# House Price Prediction

## Import Libraries

In [1]:
import os
import pandas as pd
import numpy as np
from dotenv import load_dotenv
from sklearn.linear_model import LinearRegression
from sklearn.metrics import mean_squared_error, r2_score
from sklearn.model_selection import train_test_split
from sklearn.preprocessing import StandardScaler, OneHotEncoder
from sklearn.compose import ColumnTransformer
from sklearn.pipeline import Pipeline
from transformations import Transformations

## Load Datasets

In [2]:
load_dotenv()


True

In [3]:
test = pd.read_csv(os.getenv('TEST_DATA'))
train = pd.read_csv(os.getenv('TRAIN_DATA'))

In [4]:
X_train = train.drop(columns=['SalePrice'])
y_train = train['SalePrice']
X_test = test

## EDA

In [5]:
numerical_features = [name for name, typ in X_train.dtypes.items() if typ in ['float64', 'int64']]
categorical_features = [name for name, typ in X_train.dtypes.items() if typ == 'object']

In [6]:
transformer = Transformations(categorical_features, numerical_features)

### Feature Preparation

In [7]:
X_train_transformed = transformer.fit_transform(X_train)
X_test_transformed = transformer.transform(X_test)

## Model

In [8]:
model = LinearRegression()

model.fit(X_train_transformed, y_train)

y_pred = model.predict(X_test_transformed)

### Model Evaluation

In [None]:
# Define preprocessing pipeline
preprocessor = ColumnTransformer(
    transformers=[
        ('num', StandardScaler(), numerical_features),
        ('cat', OneHotEncoder(handle_unknown='ignore', sparse_output=False), categorical_features)
    ]
)

# Split data properly
X_train_sub, X_val, y_train_sub, y_val = train_test_split(X_train, y_train, test_size=0.2, random_state=42)

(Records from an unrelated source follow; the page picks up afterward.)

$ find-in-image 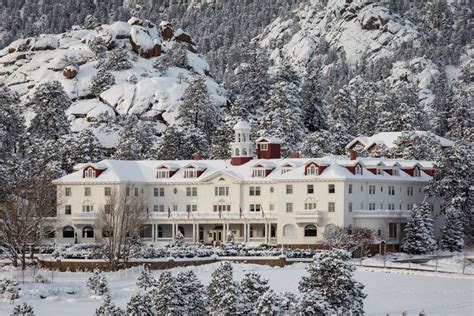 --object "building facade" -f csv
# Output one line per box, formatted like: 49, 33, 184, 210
49, 122, 440, 246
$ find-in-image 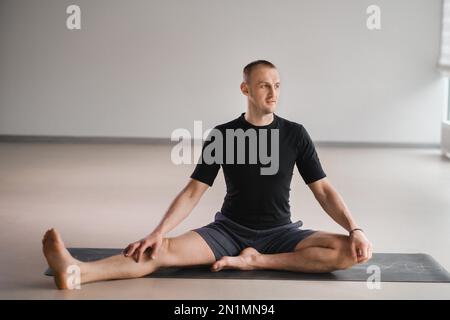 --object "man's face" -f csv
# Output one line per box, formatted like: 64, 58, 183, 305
241, 66, 280, 114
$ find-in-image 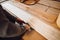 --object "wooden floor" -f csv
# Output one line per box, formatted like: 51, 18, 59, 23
23, 30, 47, 40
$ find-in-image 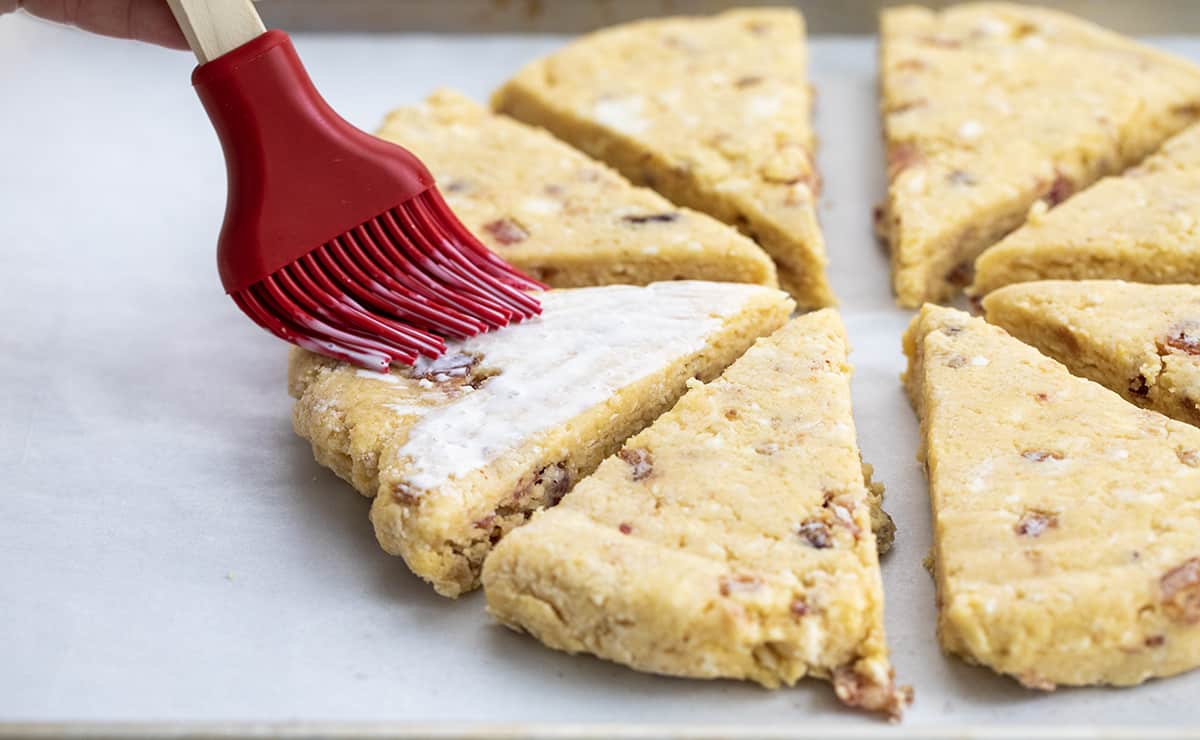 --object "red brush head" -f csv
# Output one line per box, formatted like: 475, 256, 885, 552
192, 31, 542, 369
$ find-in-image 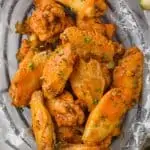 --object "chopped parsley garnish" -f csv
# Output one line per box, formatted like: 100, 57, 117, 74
107, 61, 115, 69
101, 54, 109, 61
28, 62, 35, 70
133, 80, 138, 88
96, 88, 102, 93
58, 71, 65, 78
84, 36, 92, 44
93, 99, 99, 105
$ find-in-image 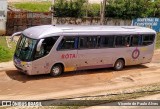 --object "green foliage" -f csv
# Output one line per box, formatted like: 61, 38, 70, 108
87, 3, 100, 17
156, 33, 160, 49
106, 0, 160, 19
13, 0, 160, 19
54, 0, 86, 17
13, 2, 51, 12
0, 36, 15, 62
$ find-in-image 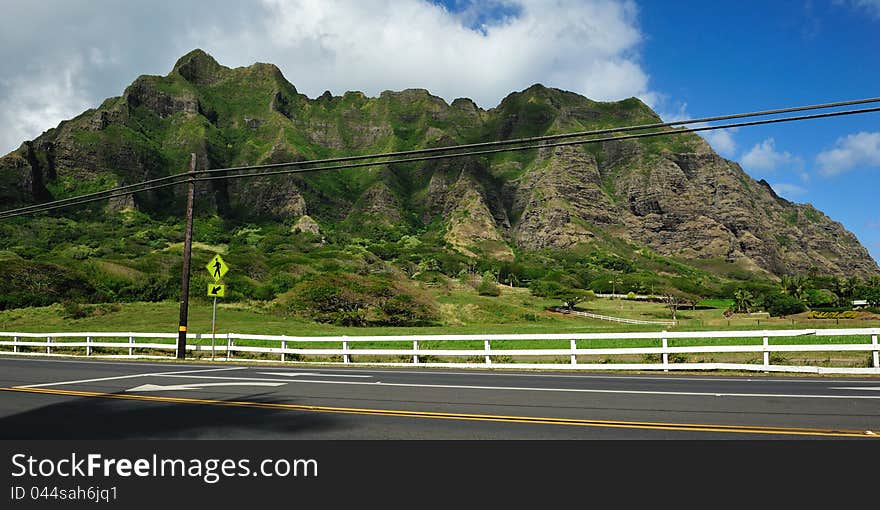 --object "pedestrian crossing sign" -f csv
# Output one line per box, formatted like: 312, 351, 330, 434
205, 254, 229, 282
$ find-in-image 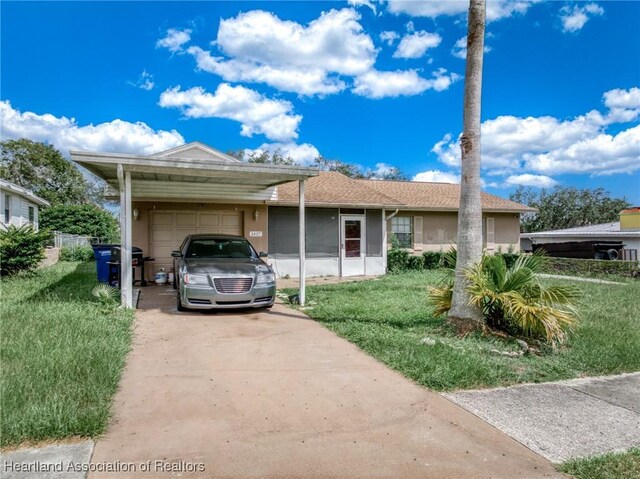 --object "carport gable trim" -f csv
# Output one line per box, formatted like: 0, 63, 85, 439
70, 151, 319, 187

# Fit only on training data
X_train_sub_transformed = preprocessor.fit_transform(X_train_sub)
X_val_transformed = preprocessor.transform(X_val)  # Apply same transformations

# Train model
model.fit(X_train_sub_transformed, y_train_sub)

# Predict and evaluate
y_val_pred = model.predict(X_val_transformed)
mse = mean_squared_error(y_val, y_val_pred)
r2 = r2_score(y_val, y_val_pred)

print(f"Validation MSE: {mse:.4f}")
print(f"Validation R²: {r2:.4f}")

0
Series([], dtype: int64)
0
Validation MSE: 202749773836038354852644913152.0000
Validation R²: -26433005371539615744.0000